A Strong Classic Market

Auctions in the past few months have demonstrated yet again the solid market for cars from the classic era and earlier.

It is a phenomenon that was also apparent during the collector car market crater of the late
80s. Buyers of classics and antiques hadn’t been lured into the tempting but flawed rationale that drew [more modern] collectors of more recent cars into chasing their tails: buy it now before it costs even more later.
That common misconception also contributed to the irrational runup in home prices, facilitated by easy money and government policies which attempted to make home ownership accessible to buyers who had no reasonable expectation of having the cash flow to support their acquisitions. The buyers of classics, however, have been there, seen that, and survived to keep expanding their collections. They know values – because they set them – and don’t let fever dreams distort their firmly-established concepts of reality.

Recent auctions have brought some exceptional pre-WWII cars to market and moved them on at strong but predictable prices. There’s nothing to suggest that those steady perceptions of value won’t continue to prevail.

At the same time values of cars vigorously hyped in the past two or three years have settled back to much more predictable and rational relationships with prior transactions. Cars with unusual attributes like rarity, history and condition are realizing appropriate premiums. Obscure attributes of value – fabricated distinctions like the “only example in purple with power windows and a green interior” – have diminished in effect.

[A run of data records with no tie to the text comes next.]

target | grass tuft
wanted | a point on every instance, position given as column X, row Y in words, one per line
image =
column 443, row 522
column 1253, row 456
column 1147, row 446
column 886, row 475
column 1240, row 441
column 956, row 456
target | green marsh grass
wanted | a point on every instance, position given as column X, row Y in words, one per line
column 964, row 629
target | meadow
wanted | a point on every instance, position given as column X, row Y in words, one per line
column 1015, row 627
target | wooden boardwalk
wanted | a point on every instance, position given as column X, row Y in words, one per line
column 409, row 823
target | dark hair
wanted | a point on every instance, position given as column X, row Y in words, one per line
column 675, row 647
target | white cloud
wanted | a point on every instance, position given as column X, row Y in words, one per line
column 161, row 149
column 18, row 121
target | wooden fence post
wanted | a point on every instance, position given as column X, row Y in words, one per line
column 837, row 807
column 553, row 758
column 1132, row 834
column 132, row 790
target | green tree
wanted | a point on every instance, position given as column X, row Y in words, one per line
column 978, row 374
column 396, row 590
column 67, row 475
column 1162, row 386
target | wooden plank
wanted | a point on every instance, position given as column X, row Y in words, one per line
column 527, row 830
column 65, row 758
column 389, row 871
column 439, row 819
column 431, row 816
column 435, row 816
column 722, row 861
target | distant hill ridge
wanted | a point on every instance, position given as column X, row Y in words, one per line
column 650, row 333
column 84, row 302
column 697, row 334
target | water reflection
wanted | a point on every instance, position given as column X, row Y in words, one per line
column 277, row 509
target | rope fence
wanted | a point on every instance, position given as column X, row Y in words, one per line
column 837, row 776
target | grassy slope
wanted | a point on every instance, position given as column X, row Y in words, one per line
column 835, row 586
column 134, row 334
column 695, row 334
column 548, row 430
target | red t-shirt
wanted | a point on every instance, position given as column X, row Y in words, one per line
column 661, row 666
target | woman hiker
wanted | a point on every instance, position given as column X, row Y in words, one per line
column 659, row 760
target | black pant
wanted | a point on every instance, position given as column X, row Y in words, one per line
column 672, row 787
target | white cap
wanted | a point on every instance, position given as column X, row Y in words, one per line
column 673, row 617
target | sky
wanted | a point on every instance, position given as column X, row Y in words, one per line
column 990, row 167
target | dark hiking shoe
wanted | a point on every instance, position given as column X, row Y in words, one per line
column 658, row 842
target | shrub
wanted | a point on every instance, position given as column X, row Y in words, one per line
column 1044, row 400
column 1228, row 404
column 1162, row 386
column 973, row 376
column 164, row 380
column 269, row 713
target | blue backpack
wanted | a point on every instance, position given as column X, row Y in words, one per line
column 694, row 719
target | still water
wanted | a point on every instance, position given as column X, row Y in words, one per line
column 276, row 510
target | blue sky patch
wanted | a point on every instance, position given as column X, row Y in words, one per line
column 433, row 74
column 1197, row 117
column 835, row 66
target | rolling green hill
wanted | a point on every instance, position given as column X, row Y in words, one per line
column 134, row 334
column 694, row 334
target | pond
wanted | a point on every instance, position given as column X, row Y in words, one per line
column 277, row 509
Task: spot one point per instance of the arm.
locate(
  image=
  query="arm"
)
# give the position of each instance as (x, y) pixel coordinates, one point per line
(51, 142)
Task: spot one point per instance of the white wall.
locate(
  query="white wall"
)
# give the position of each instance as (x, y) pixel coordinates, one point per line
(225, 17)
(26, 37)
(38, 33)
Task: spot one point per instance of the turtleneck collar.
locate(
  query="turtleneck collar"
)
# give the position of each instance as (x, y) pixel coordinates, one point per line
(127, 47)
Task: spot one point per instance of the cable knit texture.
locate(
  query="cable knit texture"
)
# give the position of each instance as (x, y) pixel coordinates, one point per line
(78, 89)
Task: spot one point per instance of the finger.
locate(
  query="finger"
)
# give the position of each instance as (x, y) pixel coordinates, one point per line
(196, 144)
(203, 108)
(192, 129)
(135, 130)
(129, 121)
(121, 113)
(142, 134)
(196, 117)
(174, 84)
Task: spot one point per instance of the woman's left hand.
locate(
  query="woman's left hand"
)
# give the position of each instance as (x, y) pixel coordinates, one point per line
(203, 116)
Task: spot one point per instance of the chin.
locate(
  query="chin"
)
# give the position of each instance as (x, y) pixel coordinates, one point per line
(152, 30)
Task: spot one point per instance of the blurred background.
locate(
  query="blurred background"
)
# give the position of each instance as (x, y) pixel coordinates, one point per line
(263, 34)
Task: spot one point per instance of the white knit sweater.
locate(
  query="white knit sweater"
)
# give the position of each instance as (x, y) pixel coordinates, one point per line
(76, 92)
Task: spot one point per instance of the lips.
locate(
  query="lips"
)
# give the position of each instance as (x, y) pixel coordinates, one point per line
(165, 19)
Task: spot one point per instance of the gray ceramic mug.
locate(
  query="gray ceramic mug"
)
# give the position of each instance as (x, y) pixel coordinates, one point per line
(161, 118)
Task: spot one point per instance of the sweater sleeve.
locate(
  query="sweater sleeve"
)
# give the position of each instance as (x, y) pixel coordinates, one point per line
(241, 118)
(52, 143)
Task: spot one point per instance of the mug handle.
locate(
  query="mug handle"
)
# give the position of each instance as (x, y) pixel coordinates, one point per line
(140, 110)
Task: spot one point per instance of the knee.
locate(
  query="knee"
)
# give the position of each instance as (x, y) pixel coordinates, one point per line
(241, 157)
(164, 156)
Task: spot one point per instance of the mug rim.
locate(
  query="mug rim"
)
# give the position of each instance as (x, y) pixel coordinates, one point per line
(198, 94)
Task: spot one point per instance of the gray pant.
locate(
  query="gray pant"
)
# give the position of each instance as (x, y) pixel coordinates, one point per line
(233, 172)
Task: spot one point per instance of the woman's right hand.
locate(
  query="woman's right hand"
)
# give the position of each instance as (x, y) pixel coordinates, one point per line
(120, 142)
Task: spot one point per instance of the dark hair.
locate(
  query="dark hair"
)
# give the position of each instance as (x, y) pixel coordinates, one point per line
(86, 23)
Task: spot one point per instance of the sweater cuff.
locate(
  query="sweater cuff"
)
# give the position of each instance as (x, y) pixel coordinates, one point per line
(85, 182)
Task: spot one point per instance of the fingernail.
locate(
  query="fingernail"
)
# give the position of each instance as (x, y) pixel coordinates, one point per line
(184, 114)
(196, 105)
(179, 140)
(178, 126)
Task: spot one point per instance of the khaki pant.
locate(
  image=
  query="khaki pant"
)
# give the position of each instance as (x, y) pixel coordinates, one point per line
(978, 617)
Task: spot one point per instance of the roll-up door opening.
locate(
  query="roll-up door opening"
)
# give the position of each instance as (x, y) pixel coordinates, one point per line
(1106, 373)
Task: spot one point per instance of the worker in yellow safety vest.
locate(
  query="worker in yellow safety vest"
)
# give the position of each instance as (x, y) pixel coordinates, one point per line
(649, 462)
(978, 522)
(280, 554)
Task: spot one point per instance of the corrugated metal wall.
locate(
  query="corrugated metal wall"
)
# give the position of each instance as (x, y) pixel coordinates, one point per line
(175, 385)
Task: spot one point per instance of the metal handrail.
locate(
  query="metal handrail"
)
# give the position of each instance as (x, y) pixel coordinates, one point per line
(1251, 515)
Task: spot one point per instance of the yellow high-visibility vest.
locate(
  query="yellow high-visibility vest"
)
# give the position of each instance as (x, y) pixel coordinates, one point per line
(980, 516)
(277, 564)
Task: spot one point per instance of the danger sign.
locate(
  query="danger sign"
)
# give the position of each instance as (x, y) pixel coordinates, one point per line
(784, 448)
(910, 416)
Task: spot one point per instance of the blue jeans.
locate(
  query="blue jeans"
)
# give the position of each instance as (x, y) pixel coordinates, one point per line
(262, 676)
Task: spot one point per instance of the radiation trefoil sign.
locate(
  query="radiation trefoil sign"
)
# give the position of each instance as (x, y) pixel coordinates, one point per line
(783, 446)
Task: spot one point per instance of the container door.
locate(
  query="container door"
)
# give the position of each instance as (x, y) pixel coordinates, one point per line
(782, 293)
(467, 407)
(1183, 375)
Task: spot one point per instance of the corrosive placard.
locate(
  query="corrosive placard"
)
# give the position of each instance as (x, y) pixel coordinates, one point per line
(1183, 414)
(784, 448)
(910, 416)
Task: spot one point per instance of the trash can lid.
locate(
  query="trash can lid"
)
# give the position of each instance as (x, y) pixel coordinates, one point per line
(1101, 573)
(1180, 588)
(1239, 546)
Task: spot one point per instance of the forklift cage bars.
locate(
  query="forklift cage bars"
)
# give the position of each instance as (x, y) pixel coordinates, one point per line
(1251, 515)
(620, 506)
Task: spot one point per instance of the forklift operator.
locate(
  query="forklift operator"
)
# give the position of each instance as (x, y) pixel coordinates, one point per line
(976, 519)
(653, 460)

Overall it is a healthy situation as the market reassesses the factors that confer value and focuses on real differences in history, originality, configuration, condition, provenance and rarity.

There are vast resources of liquidity sitting on the sidelines looking for good cars at realistic values. Some cars that offer great opportunities for diversion and activities have brought good prices or have found new owners while buyers have turned their backs on cars which have few ways to use them. If cash is earning sub-1% returns the psychic income from owning a car that can get invited to the California Mille, a CCCA CARavan or a brass and gas tour is a most attractive return on investment, particularly when that investment is modest and consistent with past transactions.
It’s a good time to be a buyer, and it’s going to get better in coming months.